The Slave Master of Trinidad: William Hardin Burnley and the Nineteenth-Century Atlantic World by Selwyn R. Cudjoe will be published this fall (November 2018) by University of Massachusetts Press. Henry Louis Gates Jr. (Alphonse Fletcher University Professor, Harvard University) writes: “His beautifully written and meticulously researched account of Burnley’s life unfolds the story of a planter who was born in America, educated in England, and made his fortune in the Caribbean. Measured in tone, this book not only exposes Burnley’s public and private racism, but also places his life in context of the greater historical currents of the first half of the 19th century Atlantic world. Cudjoe has written a volume essential to a full understanding of the history of Trinidad.”
Description: William Hardin Burnley (1780–1850) was the largest slave owner in Trinidad during the nineteenth century. Born in the United States to English parents, he settled on the island in 1802 and became one of its most influential citizens and a prominent agent of the British Empire. A central figure among elite and moneyed transnational slave owners, Burnley moved easily through the Atlantic world of the Caribbean, the United States, Great Britain, and Europe, and counted among his friends Alexis de Tocqueville, British politician Joseph Hume, and prime minister William Gladstone.

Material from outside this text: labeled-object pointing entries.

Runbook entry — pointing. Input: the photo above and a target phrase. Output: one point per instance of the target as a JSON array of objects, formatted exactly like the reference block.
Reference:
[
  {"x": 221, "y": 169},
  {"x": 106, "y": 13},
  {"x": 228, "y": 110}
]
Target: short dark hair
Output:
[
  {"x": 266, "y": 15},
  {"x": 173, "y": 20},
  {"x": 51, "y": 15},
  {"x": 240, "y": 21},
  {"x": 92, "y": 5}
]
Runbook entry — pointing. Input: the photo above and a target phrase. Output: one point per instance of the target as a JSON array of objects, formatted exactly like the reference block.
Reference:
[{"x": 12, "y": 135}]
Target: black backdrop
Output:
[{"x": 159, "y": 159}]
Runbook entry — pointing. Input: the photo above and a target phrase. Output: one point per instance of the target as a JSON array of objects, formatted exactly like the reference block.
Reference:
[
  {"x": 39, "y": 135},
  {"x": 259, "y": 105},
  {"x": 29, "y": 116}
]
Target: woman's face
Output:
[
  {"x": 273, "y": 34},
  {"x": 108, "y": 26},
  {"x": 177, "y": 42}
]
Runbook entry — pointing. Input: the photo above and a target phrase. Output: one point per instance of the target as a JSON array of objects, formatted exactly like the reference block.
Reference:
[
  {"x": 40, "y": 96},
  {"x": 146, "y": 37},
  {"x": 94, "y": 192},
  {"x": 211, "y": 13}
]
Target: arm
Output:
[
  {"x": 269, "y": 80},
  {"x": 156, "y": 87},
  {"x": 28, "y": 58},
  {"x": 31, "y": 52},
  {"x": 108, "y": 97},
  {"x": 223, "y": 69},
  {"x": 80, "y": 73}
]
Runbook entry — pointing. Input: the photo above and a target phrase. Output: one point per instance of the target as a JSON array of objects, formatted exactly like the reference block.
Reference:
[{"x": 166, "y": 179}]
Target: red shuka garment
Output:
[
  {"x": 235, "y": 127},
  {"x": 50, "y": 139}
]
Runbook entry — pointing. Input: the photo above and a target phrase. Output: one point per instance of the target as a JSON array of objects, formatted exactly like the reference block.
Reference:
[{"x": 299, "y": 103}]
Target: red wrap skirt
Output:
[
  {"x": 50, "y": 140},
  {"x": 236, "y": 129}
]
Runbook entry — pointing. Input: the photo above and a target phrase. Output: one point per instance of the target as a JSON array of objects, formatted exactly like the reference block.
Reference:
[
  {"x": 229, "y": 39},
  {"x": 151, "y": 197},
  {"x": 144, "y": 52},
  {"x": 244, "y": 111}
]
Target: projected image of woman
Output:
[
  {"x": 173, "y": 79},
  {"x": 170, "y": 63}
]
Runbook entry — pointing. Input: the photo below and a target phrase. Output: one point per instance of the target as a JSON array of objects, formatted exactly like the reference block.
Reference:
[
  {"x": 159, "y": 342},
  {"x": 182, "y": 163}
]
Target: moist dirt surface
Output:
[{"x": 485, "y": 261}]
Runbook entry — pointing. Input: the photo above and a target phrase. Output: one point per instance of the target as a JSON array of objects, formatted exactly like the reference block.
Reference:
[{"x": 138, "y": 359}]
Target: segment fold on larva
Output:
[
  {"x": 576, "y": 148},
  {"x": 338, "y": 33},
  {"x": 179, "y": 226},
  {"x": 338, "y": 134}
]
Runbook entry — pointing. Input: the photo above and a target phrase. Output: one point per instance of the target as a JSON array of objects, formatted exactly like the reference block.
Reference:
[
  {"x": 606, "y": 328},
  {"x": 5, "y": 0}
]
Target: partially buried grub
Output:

In this first full-length biography of Burnley, Selwyn R. Cudjoe chronicles the life of Trinidad’s “founding father” and sketches the social and cultural milieu in which he lived. Reexamining the decades of transition from slavery to freedom through the lens of Burnley’s life, The Slave Master of Trinidad demonstrates that the legacies of slavery persisted in the new post-emancipation society.
Selwyn R. Cudjoe is professor of Africana studies at Wellesley College and author of V. S. Naipaul: A Materialist Reading.